The General from the Air Force and commander of the new U.S. Air Force Space Command from Colorado Springs nodded from across the table.

“Admiral, a magnetic disturbance inside LACE means that the bird is greatly susceptible to external magnetic influences. Any sudden magnetic disturbance in space could trigger another round of stray firings of the laser…”

“Can these magnetic disturbances be predicted — disturbances from space, I mean?”

“Not from space, no, Colonel… But from Earth, yes, and predicted to the second.”

“From Earth, General?”

“Yes. Michael, what do you have?”

“General.” A tall engineer in civilian clothes took over. Group Captain Michael Dzurovcin looked tired from his dawn flight to Washington from the Air Force Geophysics Laboratory at Hanscom Air Force Base, Massachusetts. “We can predict a serious — very serious — magnetic perturbance when the vehicles cross the SAA…”

“The SAA?”

“Yes. The South Atlantic Anomaly — a huge area due east of South America which is the center of gigantic magnetic storms. At Endeavor’s present altitude, the SAA stretches from Uruguay in South America all the way across the Atlantic to Cape Town, South Africa. And it’s a thousand nautical miles wide, from latitude 30 degrees South down to 48 degrees South. It was the South Atlantic Anomaly which caused one of the early failures on the Hubble Space Telescope. By June 1990, after only five weeks in space, NASA figured out that the Anomaly’s intense radiation interference was actually destroying computer memory on board the telescope. Memory bits which were supposed to be off were switched on, and on-bits were switched off by the radiation fields…

“When LACE rides into that area, it will be like she hit a wall — a wall of magnetic interference. Our guess is that when LACE enters the region, no ship close to her will come out of it.”

“When does LACE cross this area of the South Atlantic?”

“Our vehicles, and Soyuz, squarely enter the SAA for the first time during Shuttle’s sixth revolution at mission elapsed time of 8 hours and 16 minutes. They’ll all be inside the Anomaly on that pass for nine minutes. They cross again on Shuttle’s seventh revolution at 9 hours and 43 minutes. On that transit, they are inside for a very long 14 minutes. These are actual entries into the zone. But they also make a very close brush alongside the SAA, within 75 miles, on Shuttle’s rev five at 6 hours and 47 minutes mission elapsed time. That proximity pass lasts only about one minute.”

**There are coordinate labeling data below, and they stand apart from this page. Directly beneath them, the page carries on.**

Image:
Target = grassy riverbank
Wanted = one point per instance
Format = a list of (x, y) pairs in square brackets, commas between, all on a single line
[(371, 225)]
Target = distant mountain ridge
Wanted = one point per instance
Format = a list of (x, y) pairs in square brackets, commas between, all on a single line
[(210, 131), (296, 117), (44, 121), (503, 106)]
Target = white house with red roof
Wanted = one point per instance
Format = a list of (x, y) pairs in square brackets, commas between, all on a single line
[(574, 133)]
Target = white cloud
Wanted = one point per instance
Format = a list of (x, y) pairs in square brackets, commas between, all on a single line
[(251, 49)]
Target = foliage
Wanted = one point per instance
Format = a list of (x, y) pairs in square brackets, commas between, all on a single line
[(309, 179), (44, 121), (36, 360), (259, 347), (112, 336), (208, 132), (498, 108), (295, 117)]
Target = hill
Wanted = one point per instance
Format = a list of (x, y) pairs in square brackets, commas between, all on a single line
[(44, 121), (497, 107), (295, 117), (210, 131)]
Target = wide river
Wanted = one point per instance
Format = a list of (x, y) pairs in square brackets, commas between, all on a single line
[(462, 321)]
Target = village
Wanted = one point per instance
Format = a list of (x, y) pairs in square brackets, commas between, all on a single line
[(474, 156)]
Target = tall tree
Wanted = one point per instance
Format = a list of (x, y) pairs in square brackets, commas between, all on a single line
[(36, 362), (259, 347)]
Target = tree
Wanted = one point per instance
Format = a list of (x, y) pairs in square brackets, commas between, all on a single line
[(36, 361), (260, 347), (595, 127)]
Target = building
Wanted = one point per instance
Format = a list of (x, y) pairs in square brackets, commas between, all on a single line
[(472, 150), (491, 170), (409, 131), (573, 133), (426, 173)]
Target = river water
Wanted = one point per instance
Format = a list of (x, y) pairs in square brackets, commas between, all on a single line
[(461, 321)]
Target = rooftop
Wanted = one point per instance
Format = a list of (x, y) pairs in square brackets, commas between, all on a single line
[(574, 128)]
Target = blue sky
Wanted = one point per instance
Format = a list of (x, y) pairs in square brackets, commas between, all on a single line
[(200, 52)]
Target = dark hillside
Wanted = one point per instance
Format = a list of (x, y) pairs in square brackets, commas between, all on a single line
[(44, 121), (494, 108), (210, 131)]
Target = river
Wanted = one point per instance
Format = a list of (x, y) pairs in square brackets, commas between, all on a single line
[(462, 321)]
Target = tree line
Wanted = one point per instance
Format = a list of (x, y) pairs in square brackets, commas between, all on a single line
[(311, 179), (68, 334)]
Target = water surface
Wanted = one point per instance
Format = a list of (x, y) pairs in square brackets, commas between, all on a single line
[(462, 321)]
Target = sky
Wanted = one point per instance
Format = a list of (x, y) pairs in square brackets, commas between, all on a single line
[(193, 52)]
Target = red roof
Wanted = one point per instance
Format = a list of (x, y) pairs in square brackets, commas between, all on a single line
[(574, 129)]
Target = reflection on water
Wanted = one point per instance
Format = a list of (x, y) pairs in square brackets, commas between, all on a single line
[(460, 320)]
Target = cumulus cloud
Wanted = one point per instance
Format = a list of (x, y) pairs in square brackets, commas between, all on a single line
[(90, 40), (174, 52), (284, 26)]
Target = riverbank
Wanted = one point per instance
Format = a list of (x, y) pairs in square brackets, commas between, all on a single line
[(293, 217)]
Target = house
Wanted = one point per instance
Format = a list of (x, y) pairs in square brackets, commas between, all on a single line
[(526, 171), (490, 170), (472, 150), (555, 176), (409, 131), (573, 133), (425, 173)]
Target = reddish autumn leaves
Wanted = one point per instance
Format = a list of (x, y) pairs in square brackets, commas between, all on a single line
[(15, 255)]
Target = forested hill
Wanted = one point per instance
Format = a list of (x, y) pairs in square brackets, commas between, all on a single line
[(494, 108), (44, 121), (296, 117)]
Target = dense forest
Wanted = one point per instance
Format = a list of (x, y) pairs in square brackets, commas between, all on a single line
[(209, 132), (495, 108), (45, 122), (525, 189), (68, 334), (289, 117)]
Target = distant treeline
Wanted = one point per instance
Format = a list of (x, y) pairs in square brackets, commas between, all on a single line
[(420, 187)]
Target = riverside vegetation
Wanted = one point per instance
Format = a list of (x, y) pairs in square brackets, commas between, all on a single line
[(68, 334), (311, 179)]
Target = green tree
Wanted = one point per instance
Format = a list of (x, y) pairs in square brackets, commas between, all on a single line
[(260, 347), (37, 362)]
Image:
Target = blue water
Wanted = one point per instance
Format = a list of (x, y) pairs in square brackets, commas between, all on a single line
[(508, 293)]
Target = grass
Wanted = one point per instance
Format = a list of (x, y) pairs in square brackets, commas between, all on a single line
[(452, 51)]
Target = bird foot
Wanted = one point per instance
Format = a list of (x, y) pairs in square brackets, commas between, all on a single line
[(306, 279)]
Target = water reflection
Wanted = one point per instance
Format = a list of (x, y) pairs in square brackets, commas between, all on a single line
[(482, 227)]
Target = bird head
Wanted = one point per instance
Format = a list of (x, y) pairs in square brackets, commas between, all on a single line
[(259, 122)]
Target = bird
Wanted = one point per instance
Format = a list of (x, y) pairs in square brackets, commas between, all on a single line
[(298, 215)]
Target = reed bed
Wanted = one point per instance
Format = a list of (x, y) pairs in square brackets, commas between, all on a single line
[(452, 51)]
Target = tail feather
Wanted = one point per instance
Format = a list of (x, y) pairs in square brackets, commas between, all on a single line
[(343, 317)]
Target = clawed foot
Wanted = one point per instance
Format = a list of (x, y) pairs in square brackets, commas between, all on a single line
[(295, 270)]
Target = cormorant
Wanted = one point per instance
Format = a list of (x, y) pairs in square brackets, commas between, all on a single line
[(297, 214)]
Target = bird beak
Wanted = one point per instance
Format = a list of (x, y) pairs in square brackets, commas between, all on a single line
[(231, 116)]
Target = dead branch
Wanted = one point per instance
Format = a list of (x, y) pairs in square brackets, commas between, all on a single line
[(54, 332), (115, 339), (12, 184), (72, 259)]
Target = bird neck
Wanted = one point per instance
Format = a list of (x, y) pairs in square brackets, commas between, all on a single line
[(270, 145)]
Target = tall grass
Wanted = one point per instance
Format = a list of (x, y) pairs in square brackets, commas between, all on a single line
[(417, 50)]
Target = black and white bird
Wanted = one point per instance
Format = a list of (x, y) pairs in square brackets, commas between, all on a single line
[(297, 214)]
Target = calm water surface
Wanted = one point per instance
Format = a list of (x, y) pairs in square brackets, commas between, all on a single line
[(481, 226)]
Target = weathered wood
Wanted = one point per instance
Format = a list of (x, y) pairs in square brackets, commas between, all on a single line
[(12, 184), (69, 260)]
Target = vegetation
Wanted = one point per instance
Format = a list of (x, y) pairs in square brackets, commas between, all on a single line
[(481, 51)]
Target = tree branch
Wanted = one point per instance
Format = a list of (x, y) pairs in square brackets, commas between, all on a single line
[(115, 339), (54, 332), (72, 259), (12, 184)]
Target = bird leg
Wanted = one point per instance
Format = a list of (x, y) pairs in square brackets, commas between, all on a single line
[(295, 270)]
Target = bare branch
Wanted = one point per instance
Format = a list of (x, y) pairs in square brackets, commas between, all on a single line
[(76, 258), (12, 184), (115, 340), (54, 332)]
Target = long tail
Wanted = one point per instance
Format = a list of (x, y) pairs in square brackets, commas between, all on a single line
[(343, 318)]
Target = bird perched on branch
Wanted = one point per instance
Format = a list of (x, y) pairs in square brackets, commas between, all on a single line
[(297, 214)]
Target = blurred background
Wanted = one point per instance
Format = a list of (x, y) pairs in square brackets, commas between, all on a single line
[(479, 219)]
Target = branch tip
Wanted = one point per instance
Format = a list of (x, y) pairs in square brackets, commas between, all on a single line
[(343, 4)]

“Tell us, Michael, is there any way LACE could pass over the Anomaly on rev seven for a quarter of an hour without being activated?”

“Admiral, in our judgment at Hanscom, she won’t survive the rev six transit without the laser very likely to fire. And just grazing the zone on rev five for 70 seconds has us worried. Very worried.”

The weary engineer studied the clock on the wall behind the Admiral, who had not lifted his face.

“Admiral, we have another five hours and eleven minutes till that rev six direct entry into the Anomaly for Shuttle to disable LACE. After that, in our best guess, LACE will probably vaporize anything within fifty miles of her… And that assumes we can survive the close pass on rev five in about four hours from now. Going to be real tight.”